The United States Conference of Catholic Bishops (USCCB) approved “Create In Me a Clean Heart: A Pastoral Response to Pornography” on November 17. The document is the USCCB’s first formal statement on pornography.
The bishops characterize pornography as a structure of sin, which means not only that using pornography is immoral, but that its pervasiveness makes it almost impossible to avoid, and its widespread production and consumption lead to societal consequences beyond the damage done to any one individual. This structure of sin claims many victims, but young people are especially endangered by the accessible, anonymous, and affordable nature of Internet pornography. It is always only a click or two away and is often right at our fingertips.
Forty-three percent of American men and nine percent of American women report having watched pornography in the past week. Pornography is a major factor in over half of divorces. The average age of first exposure to pornography is 11 years old, and almost all young men and more than half of young women have been exposed to pornography before reaching the age of 18.
At Notre Dame itself, an informal study conducted during the 2012-2013 academic year by student Chris Damian revealed that 63 percent of men and 11 percent of women have viewed pornography over the Internet while on campus. Eighty-six percent of men and 37 percent of women reported that they had friends who viewed pornography over the Internet while on campus.

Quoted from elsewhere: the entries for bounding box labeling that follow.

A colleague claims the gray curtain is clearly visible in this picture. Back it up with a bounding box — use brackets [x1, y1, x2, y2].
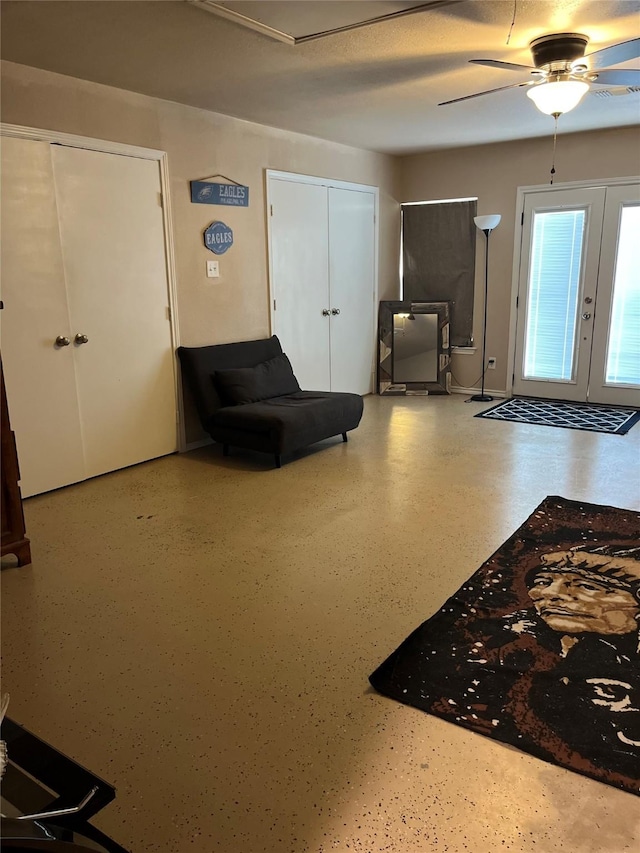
[402, 201, 478, 347]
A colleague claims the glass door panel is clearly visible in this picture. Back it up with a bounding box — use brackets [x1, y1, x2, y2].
[605, 205, 640, 385]
[524, 210, 586, 382]
[588, 184, 640, 407]
[513, 187, 605, 401]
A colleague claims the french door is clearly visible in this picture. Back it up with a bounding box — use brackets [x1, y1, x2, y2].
[513, 183, 640, 406]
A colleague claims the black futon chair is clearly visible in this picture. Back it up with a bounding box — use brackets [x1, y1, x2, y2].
[178, 335, 363, 468]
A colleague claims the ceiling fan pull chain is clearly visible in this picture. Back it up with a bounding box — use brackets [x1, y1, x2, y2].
[549, 115, 558, 185]
[507, 0, 518, 44]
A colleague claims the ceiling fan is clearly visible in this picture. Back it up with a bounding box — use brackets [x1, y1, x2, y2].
[438, 33, 640, 118]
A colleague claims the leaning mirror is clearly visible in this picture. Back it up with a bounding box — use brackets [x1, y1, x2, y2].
[378, 302, 451, 395]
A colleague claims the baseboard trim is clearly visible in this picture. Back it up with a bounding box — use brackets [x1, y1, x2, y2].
[180, 438, 215, 453]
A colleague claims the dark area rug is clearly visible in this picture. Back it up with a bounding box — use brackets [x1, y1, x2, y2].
[370, 497, 640, 794]
[474, 397, 640, 435]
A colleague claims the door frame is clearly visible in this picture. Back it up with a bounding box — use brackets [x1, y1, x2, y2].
[506, 175, 640, 397]
[0, 122, 187, 452]
[264, 169, 380, 389]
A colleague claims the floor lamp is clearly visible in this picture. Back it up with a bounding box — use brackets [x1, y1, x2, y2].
[469, 213, 502, 403]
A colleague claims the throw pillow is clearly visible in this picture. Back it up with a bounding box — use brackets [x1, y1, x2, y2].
[213, 353, 300, 405]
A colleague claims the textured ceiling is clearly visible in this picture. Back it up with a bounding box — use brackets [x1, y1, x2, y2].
[1, 0, 640, 154]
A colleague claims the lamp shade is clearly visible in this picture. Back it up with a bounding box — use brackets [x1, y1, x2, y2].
[473, 213, 502, 231]
[527, 80, 589, 116]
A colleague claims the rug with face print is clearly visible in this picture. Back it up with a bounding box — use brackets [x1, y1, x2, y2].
[370, 497, 640, 795]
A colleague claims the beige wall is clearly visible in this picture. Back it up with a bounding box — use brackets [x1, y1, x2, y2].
[2, 62, 399, 346]
[2, 62, 640, 406]
[400, 125, 640, 390]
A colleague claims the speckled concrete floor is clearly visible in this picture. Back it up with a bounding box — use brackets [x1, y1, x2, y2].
[2, 396, 640, 853]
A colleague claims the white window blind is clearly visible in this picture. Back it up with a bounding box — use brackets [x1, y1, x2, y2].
[524, 209, 587, 382]
[605, 205, 640, 385]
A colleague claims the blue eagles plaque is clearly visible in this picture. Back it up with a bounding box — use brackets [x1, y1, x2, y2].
[204, 222, 233, 255]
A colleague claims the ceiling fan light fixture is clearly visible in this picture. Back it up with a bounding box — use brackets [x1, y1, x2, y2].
[527, 80, 589, 116]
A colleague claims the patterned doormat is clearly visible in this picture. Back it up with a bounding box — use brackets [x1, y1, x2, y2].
[369, 497, 640, 794]
[474, 397, 640, 435]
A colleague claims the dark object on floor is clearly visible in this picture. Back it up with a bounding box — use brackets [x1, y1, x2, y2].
[475, 397, 640, 435]
[370, 497, 640, 794]
[1, 717, 127, 853]
[178, 335, 363, 468]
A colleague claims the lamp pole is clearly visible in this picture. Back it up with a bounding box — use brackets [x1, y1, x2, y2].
[469, 213, 502, 403]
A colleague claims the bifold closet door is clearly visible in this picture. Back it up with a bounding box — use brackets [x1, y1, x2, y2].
[1, 137, 84, 497]
[2, 138, 177, 497]
[269, 179, 331, 391]
[269, 177, 376, 394]
[52, 146, 177, 477]
[329, 187, 375, 394]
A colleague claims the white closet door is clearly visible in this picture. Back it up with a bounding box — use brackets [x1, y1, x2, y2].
[53, 146, 177, 477]
[269, 183, 331, 391]
[329, 187, 375, 394]
[1, 137, 84, 497]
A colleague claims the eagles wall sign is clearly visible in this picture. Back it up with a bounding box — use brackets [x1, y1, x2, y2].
[190, 181, 249, 207]
[204, 222, 233, 255]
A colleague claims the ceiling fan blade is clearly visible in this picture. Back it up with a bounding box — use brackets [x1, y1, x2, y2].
[469, 59, 538, 71]
[593, 68, 640, 86]
[584, 38, 640, 68]
[438, 80, 535, 107]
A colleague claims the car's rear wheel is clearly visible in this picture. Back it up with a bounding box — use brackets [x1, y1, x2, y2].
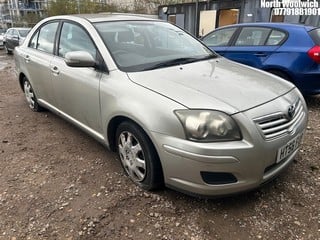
[116, 121, 163, 190]
[4, 43, 12, 54]
[23, 78, 43, 112]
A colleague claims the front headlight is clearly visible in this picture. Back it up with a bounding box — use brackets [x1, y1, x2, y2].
[175, 110, 242, 142]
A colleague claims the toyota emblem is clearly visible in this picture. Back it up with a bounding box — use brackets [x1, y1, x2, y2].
[288, 105, 296, 120]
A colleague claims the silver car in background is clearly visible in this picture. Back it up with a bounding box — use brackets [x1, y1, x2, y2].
[15, 14, 308, 196]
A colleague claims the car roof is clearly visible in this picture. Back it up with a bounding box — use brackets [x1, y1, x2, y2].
[52, 13, 161, 23]
[219, 22, 317, 31]
[8, 27, 31, 30]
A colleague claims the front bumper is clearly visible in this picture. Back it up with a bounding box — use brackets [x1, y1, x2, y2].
[152, 89, 307, 196]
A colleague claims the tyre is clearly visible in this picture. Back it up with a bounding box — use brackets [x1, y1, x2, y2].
[116, 121, 163, 190]
[23, 78, 43, 112]
[4, 44, 12, 54]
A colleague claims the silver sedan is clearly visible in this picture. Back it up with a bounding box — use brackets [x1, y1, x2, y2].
[15, 14, 308, 196]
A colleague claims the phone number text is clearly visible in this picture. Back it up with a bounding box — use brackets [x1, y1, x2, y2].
[273, 8, 320, 16]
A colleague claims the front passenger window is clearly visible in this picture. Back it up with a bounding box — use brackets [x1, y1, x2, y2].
[203, 28, 236, 47]
[58, 23, 97, 59]
[36, 22, 58, 54]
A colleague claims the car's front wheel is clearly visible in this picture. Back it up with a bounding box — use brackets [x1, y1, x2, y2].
[116, 121, 163, 190]
[4, 43, 12, 54]
[23, 78, 43, 112]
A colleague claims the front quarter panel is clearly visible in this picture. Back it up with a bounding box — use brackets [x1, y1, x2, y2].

The data backs up the judgement that pornography has become increasingly widespread and prevalent in our culture. The data also confirms the damage that pornography does to marriages, relationships, and the myriad victims of its production and distribution.
Getting beyond the numbers, though, we can ask: what about the harm that pornography does to us—to individuals, campuses, communities, and nations?
Porn use (often accompanied by masturbation) involves objectifying ourselves. One watches porn to sexually arouse and satisfy oneself, and in doing so one treats one’s body as a mere tool for bringing about pleasurable feelings. Pornography also leads to an objectification of those involved in its production, as viewers look upon these people as merely objects of desire and not as full persons.
Pornography also erodes our ability to love because it is impersonal. In pornography the consumer is not required to give anything of himself, but only to take in images and gratify his own desires. Using pornography makes forming relationships with real people more difficult, because pornography promises satisfaction from an undemanding source, which is a total illusion in contrast to the realities of authentic love, in which sacrifice is demanded. This is why pornography fuels the hookup culture. It disposes us to disassociate sexual encounters from the demands of a real relationship and strips sex of its meaning, making it appear to be an inconsequential form of leisure. It is not for nothing that even people who approve of pornography describe it as escapist fantasy.
The bishops’ statement affirms that producing or using pornography is grave matter; if committed with full knowledge and consent, it is a mortal sin—“Pornography can never be justified and is always wrong.”
But as is always the case with the Church’s teaching on sexual ethics, this is not the end of the story. The bishops do not simply offer a “no” to pornography and leave it at that. Tied up in that “no” and prompting it is a greater “yes” to the dignity of the human person. Pornography involves a disordered view of the human person because it is ordered toward use rather than love. Things are to be used, but people are never to be used—people are to be loved, and pornography is radically and irrevocably inconsistent with love.
The bishops write that they “are mindful of the particular importance of Catholic leaders and parents who can implement the Church’s vision and outreach and be conduits of the Lord’s mercy and truth in direct and powerful ways by their witness and service.”
Doubtless parents have the primary role in educating their children about the harms of pornography and helping them navigate a culture overcome with disordered desires. But the bishops also call on Catholic leaders to implement the Church’s vision and, by witness and service, be conduits of the truth.
What is being done—and is enough being done—at Notre Dame to implement the Church’s vision of the dignity of the person and marriage and sexuality? More than “nothing,” but certainly not enough.
One might wonder what can be done given that pornography, as the bishops write, is now a structure of sin—how can any one individual make a difference? The bishops remind us that “pornography’s prevalence in our society is rooted in the personal sins of individuals who make, disseminate, and view it, and by doing so further perpetuate it as a structure of sin.”
If the problem is rooted in individual sin, the solution must begin at the individual level, and there are many resources and much that can be done by Catholic leaders at this university to assist individuals in overcoming their struggles with pornography. More information about the extent to which pornography is accessed on campus would be helpful, as would more university-sponsored educational events on pornography’s harms.
C.S. Lewis wrote that God “finds our desires not too strong, but too weak.” Likewise, those who struggle with pornography should not be condemned for desiring too much but for desiring too little. The good news that the Church has to bring—and that Catholic leaders at Notre Dame are called to spread—offers much more than a condemnation of sin. It offers a beautiful, if demanding, vision of the person, and of sex and marriage, that we should come to desire more than the meager and illusory pleasures offered by pornography.
Combatting the pervasiveness of pornography requires promoting an alternative vision—the vision that the Church upholds—of authentic masculinity and authentic femininity and of the meaning and value of complementarity. That is something worth fighting for.